Let’s Chat About Mental Health

Now that we’ve gotten our first semester of college under our belts, let’s talk about stress.



I don’t know if it’s a byproduct of being in the honors college or if there’s just something in the water at Penn State, but I’ve seen more stressed out teenagers in the past six months than I’ve ever seen in my life.  With regular midterms, papers, and extracurricular demands, college students are under a lot of pressure.  The wailing of ambulance sirens is frighteningly common in Happy Valley, marking the consequences of another student pushed past their breaking point.  It seems to me there’s a problem we’re not dealing with.



Despite having common experiences, many of us don’t feel comfortable expressing our emotions and anxieties.  As I mentioned in my article about mental health discrimination, we grow up learning that anxiety and loneliness are weaknesses – most of us have spent years developing the perfect happy face; we refuse to reveal the intense feelings inside.  Our mental health is critical to our success in school and in our lives beyond, and it’s infuriating to see mental health discrimination pervading our culture.  The more we age, the higher our walls grow – we learn as children that successful people show no weakness, so we try to hide ours.



I vote we change that pattern.



The Penn State University Health Services offers CAPS chats in all the housing commons – the weekly meetings are an amazing opportunity to check in with other students who are just as stressed out as you and me.  Some chats have themes, like self-care or time management, while others are an open forum for students to come and talk about what’s going on in their lives.  Here is the chats schedule, pulled from the Penn State Student Affairs Site:


CAPS Chat in the Commons

  • Pollock Commons Monday 2-4pm (Pollock Halls: Residence life office)
  • Warnock Commons Tuesday 2-4pm (North Halls: Cultural Lounge)
  • Redifer Commons Wednesday 2-4pm (South Halls: Residence life office)
  • Waring Commons Thursday 2-4pm (West Halls: Cultural Lounge)
  • Johnston Commons Friday 10am-12pm (East Halls: Residence life office)

CAPS Chat at the Law School (For Law Students and SIA Students)

  • Law School – office #310 Thursday 12:30-2:30pm

LGBTQA Student Resource Center

  • 101 Boucke Building Monday 2-4pm
  • 101 Boucke Building Wednesday 2-4pm


  • 220 Grange Building Tuesday 12:30-2:30pm (Only on 2/13, 3/13, and 4/3)

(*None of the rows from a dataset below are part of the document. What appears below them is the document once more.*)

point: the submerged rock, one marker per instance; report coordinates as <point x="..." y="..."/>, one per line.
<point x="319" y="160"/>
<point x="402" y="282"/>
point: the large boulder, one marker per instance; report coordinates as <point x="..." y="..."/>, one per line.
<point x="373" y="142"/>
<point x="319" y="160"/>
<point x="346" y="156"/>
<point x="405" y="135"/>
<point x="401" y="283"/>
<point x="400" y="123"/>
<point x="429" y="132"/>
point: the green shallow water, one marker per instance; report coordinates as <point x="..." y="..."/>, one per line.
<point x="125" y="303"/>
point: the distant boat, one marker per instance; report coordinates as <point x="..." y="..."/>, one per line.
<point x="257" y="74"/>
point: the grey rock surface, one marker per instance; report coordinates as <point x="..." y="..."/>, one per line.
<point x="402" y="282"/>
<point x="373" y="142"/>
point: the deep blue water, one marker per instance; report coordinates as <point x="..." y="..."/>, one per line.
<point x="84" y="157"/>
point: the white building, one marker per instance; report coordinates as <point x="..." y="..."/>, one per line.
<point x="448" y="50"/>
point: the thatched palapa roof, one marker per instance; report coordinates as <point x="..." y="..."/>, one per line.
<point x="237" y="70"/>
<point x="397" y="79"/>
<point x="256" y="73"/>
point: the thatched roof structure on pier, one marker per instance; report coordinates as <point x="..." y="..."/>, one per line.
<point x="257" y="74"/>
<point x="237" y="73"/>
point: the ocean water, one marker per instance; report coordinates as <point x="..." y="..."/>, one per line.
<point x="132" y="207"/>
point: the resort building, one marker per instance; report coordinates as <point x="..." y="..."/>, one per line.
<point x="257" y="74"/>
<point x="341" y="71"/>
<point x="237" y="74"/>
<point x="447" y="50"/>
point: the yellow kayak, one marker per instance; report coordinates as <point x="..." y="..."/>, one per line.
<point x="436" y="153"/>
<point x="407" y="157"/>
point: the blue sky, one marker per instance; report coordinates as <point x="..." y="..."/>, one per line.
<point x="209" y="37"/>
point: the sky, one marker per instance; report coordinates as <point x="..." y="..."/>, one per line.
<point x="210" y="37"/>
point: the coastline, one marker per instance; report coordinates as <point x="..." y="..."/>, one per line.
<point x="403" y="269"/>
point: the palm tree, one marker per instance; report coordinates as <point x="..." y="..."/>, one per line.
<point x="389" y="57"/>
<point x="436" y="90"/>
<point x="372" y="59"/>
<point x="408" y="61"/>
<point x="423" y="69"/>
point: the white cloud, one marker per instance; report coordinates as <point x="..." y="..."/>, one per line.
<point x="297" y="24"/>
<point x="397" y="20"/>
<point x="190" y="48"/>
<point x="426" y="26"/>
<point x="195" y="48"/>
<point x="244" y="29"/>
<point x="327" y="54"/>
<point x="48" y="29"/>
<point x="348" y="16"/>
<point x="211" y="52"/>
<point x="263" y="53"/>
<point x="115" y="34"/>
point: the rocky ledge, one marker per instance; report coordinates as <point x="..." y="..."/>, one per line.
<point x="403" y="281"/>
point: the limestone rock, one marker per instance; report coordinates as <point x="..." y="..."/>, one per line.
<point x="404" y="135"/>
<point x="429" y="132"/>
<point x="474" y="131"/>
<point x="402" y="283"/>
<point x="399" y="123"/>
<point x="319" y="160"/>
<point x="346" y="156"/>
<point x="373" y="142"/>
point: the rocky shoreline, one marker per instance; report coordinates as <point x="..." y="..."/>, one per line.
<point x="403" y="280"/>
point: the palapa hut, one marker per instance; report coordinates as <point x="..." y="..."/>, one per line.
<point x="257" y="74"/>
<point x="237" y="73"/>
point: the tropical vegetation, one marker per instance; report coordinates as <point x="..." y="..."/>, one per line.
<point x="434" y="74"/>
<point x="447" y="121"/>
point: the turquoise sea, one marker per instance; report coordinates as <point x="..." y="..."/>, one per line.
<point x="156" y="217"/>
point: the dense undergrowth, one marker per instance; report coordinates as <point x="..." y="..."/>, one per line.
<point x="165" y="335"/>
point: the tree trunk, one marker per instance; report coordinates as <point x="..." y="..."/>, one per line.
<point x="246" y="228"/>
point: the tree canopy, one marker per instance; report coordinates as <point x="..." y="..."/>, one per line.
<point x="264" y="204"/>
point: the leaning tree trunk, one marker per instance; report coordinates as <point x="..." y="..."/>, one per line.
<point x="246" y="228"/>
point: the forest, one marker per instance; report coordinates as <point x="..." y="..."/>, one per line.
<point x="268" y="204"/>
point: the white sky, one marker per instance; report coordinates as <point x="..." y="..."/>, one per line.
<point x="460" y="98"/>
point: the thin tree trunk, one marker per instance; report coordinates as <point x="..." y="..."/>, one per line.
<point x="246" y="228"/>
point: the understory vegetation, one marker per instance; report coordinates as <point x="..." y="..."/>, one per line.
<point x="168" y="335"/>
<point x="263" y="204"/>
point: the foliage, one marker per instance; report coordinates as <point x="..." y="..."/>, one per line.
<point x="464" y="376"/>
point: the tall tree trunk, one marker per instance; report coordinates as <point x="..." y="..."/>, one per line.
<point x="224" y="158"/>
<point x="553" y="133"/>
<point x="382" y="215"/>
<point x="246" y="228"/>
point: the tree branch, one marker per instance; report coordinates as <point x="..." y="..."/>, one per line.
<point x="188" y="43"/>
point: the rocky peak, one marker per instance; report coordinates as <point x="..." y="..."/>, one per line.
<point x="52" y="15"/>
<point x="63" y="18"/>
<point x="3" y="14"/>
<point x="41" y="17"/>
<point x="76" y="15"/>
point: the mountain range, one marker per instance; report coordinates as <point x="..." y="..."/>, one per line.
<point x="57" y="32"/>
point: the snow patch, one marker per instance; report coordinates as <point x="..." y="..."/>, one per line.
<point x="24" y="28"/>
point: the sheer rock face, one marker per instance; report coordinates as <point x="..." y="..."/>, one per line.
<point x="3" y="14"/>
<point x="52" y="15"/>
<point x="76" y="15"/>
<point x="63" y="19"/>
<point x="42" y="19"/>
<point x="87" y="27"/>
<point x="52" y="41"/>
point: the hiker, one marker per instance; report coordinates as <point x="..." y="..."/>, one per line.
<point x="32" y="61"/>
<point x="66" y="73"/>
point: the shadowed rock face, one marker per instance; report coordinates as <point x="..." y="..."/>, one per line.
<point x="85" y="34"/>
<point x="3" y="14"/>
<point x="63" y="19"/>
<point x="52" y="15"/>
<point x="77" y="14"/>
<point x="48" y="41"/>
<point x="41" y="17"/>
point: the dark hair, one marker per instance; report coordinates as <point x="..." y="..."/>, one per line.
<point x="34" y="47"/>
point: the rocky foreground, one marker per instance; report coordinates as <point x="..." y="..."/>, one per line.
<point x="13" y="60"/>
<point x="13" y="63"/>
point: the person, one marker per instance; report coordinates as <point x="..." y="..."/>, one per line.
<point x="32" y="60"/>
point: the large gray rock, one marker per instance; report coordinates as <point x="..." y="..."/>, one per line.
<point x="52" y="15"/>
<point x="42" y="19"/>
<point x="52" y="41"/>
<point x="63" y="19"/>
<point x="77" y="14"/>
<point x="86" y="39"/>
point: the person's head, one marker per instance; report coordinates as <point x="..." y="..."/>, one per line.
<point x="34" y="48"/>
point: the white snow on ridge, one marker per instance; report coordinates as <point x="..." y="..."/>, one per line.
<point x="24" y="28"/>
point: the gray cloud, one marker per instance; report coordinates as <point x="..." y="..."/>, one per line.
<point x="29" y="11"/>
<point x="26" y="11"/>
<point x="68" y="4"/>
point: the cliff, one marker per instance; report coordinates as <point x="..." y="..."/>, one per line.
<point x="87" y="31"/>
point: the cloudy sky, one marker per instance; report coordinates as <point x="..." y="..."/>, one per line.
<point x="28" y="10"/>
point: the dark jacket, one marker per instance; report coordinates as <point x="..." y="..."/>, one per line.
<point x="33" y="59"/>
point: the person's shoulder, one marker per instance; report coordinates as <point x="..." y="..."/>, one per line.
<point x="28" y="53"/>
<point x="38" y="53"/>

  • 21 HUB – Robeson Center Wednesday 2:30-4:00pm (bi-weekly, 1/24, 2/7, 3/7, 3/21, 4/4, and 4/18)



There is no pressure to come every week or to go to the same place every time – that’s the beauty of CAPS Chats!  I encourage each and every one of you to go to at least one chat sometime this semester; college is stressful, and CAPS is being proactive about giving us a place to let some of it go.  Make your mental health a priority – college is busy, difficult, and stressful, and it’s the best time of our lives – let’s make sure we’re able to enjoy it.



No matter who you are, stress and anxiety is part of your life – we all deal with it.  Let’s come together and chat about it; who knows, maybe we’ll finally start to feel better.

One thought on “Let’s Chat About Mental Health

  1. Hi Anna! I really enjoyed reading your post because it’s extremely relatable to all us students. Sometimes I wonder how were expected to balance all that life throws at us like school, sports, jobs, spending time with your loved ones, and even making time for your self. While we all try our best to deal with it sometimes the load is just to much. That’s why I agree that CAPS is a very smart and easy way to deal with problems. Sometimes just talking it out can relieve some of the pressure people feel and make it better to solve situations. I know personally whenever I am too overwhelmed I always want to talk to my mom because she just makes me feel better. Whether she’s talking to me about my work/ problems or even just about something random, it’s a great way to relieve stress and lessen the burden. We, as students, should always reach out for help even if we feel like we don’t have to, because whether we know it or not, it will really benefit us.